Cultural Advisory Committee

Roger Paul, Born in Motahkomikuk to an unwed Passamaquoddy mother who crossed over to the spirit world. His Maliseet father knew he had to disperse the children to protect them from the colonizing authorities. While growing up on various reservations throughout Maine and New Brunswick, he was shuttled between the communities to protect him. His older brothers and sister were not as fortunate. They were taken and sent to the residential school at Shubenecatie. Roger grew up speaking the local Wabanaki dialects and began learning English around the age of five He soon realized the public’s lack of understanding and connection to the indigenous peoples and especially those of northeastern North America. He has since chosen a path to help educate anyone interested, about the importance of indigenous Wabanaki People and their vital role in the communities in which they are ever-present. Roger is presently a masters student at MIT and working as a Wabanaki Languages teacher with the Penobscot Nation, the University of Maine at Orono, and the University of Southern Maine. He takes an active and diligent role towards the preservation, continuing growth, and prosperity of the Wabanaki language, culture, and people.

Kay Olan (Ionataie:was), a retired Ndakinna Board Member, Kay Olan is a Wolf Clan Mohawk educator and storyteller. Kay taught elementary school in New York State for over thirty-three years. Upon retiring from teaching, she moved to Kanatsiohareke, a traditional Mohawk Community located in central New York State where she coordinated cultural lectures, workshops and programs including the Kanatsiohareke Mohawk Language Immersion Program. She appeared in the Iroquois segment of the documentary “How the West Was Lost” which aired on “The Discovery Channel”. The Indigenous Women’s Initiatives acknowledged Kay Olan as a “2009 Jigonsaseh Woman of Peace”. Now semi retired, Kay still makes occasional visits to share stories at Ndakinna as well as serves as a part time cultural advisor.

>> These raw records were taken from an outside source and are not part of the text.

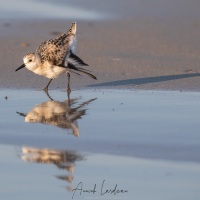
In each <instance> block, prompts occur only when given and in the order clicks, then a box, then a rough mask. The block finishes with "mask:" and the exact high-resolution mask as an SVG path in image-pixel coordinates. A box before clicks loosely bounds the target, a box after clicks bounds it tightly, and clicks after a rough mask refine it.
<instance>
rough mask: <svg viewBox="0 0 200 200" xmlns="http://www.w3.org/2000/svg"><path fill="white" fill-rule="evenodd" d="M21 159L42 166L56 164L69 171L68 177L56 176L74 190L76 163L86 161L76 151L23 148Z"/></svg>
mask: <svg viewBox="0 0 200 200" xmlns="http://www.w3.org/2000/svg"><path fill="white" fill-rule="evenodd" d="M21 159H22V160H23V161H26V162H32V163H40V164H54V165H56V166H57V167H58V168H59V169H61V170H65V171H67V174H66V175H58V176H56V177H57V178H58V179H61V180H64V181H66V182H68V187H67V189H68V190H69V191H71V190H72V181H73V179H74V170H75V162H77V161H81V160H84V159H85V158H84V156H83V155H81V154H78V153H77V152H75V151H66V150H56V149H47V148H33V147H26V146H23V147H22V154H21Z"/></svg>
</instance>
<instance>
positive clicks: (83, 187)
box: [72, 180, 128, 199]
mask: <svg viewBox="0 0 200 200" xmlns="http://www.w3.org/2000/svg"><path fill="white" fill-rule="evenodd" d="M104 184H105V180H103V182H102V184H101V188H100V191H98V188H97V184H94V186H93V187H92V188H90V189H85V188H84V187H83V182H79V183H78V185H77V186H76V188H74V189H73V190H72V192H73V195H72V199H74V196H75V194H76V193H79V195H82V194H83V193H91V194H93V195H94V194H99V195H101V196H103V195H106V194H109V195H117V194H120V193H121V194H123V193H127V192H128V190H127V189H118V185H117V184H115V186H114V187H113V188H111V189H105V185H104Z"/></svg>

Perry Ground is a Turtle Clan member of the Onondaga Nation of the Haudenosaunee (Iroquois) Confederacy. He has been telling stories for over 20 years as a means of educating people about the culture, beliefs and history of the Haudenosaunee. Perry learned most of the stories he shares from the elders of various Native American communities and feels that practicing and perpetuating the oral traditions of Native people is an important responsibility. Professionally, Perry has worked in several museums including The Children’s Museum of Houston, Sainte Marie among the Iroquois and Ganondagan State Historic Site. He has shared his stories in countless museums, libraries, classrooms, and festivals throughout the northeast and has guest lectured at numerous colleges. Perry is the former Project Director of the Native American Resource Center within the Rochester (NY) City School District.

 

In Memoriam

Joseph A.E. Joubert (1944-2020) – Board Member Emeritus

Joseph A.E. Joubert, known as Elie, is retired from 20 years active U.S. Naval service, with the rank of Command Chief Petty Officer. He received the Navy Achievement Medal awarded by the Secretary of the Navy. Elie served in a variety of Naval ships and stations throughout his career. After retiring, he established an additional career as NYS Division for Youth counselor at Tryon, N.Y., and was also house manager for ARC’s in Amsterdam and Saratoga Springs, NY. He takes exceptional pride in being an Abenaki Indian, born at Odanak Indian Reservation, P.Q., Canada. He also teaches the Abenaki language and culture in New York and New England. He is a very well respected Elder of his tribe and others of the W8banaki Confederation of Tribes.. He is trilingual, speaking French, English and the Abenaki languages.

Carol Bruchac (1942-2011)

Without Carol, we would not have Ndakinna (or for that matter, its Director, James). She was a constant source of guidance, organizational support, and wisdom. Along with her husband, Joe, she was the founder and Co-Director of the Greenfield Review Literary Center from which The Ndakinna Education Center evolved. Her vibrance, caring nature, and dedication to Ndakinna and her family will never be forgotten.